The SDASL is well equipped to conduct structural dynamic, acoustical, modal analysis, and control system experiments and modeling. This lab is directly under the supervision of the principal investigators Murat Inalpolat and Christopher Niezrecki.
The Structural Dynamics and Acoustic Systems Laboratory (SDASL) at the University of Massachusetts Lowell was formed to address analytical and experimental problems for structural and acoustic systems. The new lab has been formed from two separate entities from two separate organizations.

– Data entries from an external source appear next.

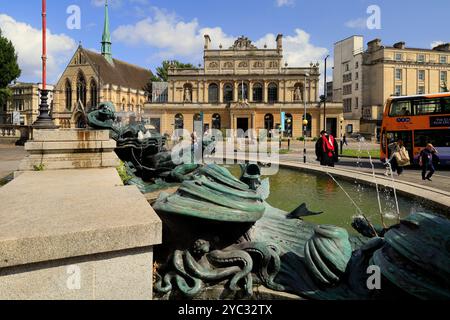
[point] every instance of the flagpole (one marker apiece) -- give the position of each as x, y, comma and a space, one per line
44, 44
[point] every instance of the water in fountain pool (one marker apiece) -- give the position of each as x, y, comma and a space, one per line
289, 188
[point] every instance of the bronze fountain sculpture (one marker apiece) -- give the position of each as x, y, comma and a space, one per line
219, 231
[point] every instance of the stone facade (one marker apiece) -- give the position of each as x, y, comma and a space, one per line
242, 87
364, 79
25, 100
90, 78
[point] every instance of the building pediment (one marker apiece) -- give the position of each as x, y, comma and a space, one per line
243, 43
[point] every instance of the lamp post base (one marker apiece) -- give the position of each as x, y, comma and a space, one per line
44, 120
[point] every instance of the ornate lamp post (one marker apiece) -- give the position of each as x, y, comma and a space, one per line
305, 122
325, 94
44, 120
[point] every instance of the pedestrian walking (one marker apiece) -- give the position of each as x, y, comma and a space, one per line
318, 146
426, 157
399, 157
329, 151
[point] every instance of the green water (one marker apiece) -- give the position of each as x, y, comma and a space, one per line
290, 188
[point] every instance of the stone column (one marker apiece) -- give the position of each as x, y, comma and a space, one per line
309, 90
265, 95
205, 91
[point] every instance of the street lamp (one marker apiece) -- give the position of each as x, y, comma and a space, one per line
305, 122
342, 138
44, 120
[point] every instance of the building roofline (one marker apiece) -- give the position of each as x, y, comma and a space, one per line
355, 35
415, 49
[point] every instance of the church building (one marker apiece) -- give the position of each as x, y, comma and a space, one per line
243, 87
92, 77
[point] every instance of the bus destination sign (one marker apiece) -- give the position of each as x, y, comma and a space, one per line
443, 121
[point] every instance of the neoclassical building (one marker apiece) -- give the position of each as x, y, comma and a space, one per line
92, 77
242, 87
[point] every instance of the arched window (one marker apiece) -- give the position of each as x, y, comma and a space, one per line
81, 89
288, 125
298, 92
179, 121
227, 93
216, 121
242, 91
268, 121
257, 92
213, 93
94, 93
68, 90
187, 93
272, 93
309, 126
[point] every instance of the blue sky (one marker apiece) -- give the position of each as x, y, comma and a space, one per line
147, 31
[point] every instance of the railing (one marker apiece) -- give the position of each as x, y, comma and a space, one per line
15, 134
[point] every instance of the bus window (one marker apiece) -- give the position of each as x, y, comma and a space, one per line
405, 136
446, 105
439, 138
427, 106
400, 108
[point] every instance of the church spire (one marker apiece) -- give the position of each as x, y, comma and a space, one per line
106, 38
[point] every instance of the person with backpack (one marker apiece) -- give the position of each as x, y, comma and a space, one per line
426, 157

The Modal Analysis and Controls Laboratory (MACL), headed by Peter Avitabile, D.Eng., has been in existence at the University of Massachusetts Lowell concentrating on analytical and experimental modeling. Christopher Niezrecki, Ph.D., headed up the Smart Structures and Acoustics Laboratory at the University of Florida. When Niezrecki joined the University of Massachusetts Lowell in 2004, a new combined laboratory was formed. The Structural Dynamics and Acoustic Systems Laboratory has significant capabilities to address many problems in these areas. In 2014, Murat Inalpolat, Ph.D. joined the lab and added capabilities related to structural health monitoring, rotating machinery, and nonlinear dynamics. In 2015, Zhu Mao, Ph.D., joined the lab and added more capability related to data mining and decision making for structural health monitoring.

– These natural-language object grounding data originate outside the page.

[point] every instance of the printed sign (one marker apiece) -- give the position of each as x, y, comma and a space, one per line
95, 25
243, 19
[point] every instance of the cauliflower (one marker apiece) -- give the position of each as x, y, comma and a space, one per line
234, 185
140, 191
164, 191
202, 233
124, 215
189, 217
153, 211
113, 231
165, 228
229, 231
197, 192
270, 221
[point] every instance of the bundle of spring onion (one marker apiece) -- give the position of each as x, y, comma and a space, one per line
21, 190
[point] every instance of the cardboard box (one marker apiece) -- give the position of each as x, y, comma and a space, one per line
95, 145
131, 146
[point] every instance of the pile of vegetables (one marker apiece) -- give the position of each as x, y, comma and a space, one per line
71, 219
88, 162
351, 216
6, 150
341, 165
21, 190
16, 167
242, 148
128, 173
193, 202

The Modal Analysis and Controls Laboratory (MACL) was initially started by Professors John C. O’Callahan and G. Dudley Shepard in the late 1970s. John focused more on the analytical aspects of the research in the lab while Dudley focused on the experimental aspects of the lab; they introduced some early finite element and structural dynamic modeling tools along with experimental modal analysis techniques in one of the early graduate courses ever offered in the this newly developing and expanding area of research. The early facilities of the lab consisted of access to mainframe computers and some of the very early FFT analyzers. Some early research contracts started the efforts in the lab.

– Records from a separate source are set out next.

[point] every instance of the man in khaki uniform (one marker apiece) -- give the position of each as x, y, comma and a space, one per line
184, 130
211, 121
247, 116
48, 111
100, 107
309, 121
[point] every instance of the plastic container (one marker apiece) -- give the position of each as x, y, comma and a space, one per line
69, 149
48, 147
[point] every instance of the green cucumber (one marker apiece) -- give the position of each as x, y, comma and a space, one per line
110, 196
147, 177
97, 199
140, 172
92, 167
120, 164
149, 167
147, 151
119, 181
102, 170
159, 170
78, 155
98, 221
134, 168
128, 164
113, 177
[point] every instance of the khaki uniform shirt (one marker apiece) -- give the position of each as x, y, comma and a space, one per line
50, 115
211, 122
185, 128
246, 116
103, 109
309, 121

In the late 1970s, they wrote several papers that were presented at the First International Modal Analysis Conference. In fact, the lab has been extremely active and has written numerous papers at all of the IMAC conferences ever since the first conference; over 200 papers have been written over the years for the SEM/IMAC conference alone.
In the early 1980s, the facilities expanded with some state of the art mini-computers and more sophisticated dual channel FFT analyzers with very early experimental modal analysis hardware and software.
In 1985, Peter Avitabile joined the MACL Lab to help further promote the research of the lab and to further merge the analytical and experimental approaches to address perplexing structural dynamic problems with a new vision of combining these techniques; that agenda still persists today and the lab is well known for their contributions in this field. The lab developed software tools for structural dynamic modeling and also offered industry seminars for this very special area of structural dynamic modeling.
During the 1980s, 1990s and 2000s, the MACL Lab grew and became well known for the contributions to the structural dynamics and experimental modal analysis community. This is clearly evidenced by the IMAC Conference paper contributions, industry seminars and research in the lab. Dudley Shepard retired in the 1990s and John O’Callahan retired in early 2000 while Pete continued the lab research and activities.
Peter Avitabile continues on in the SDASL lab and has worked in this field for over four decades still with the emphasis on blending analytical and experimental techniques to address complicated structural dynamic problems.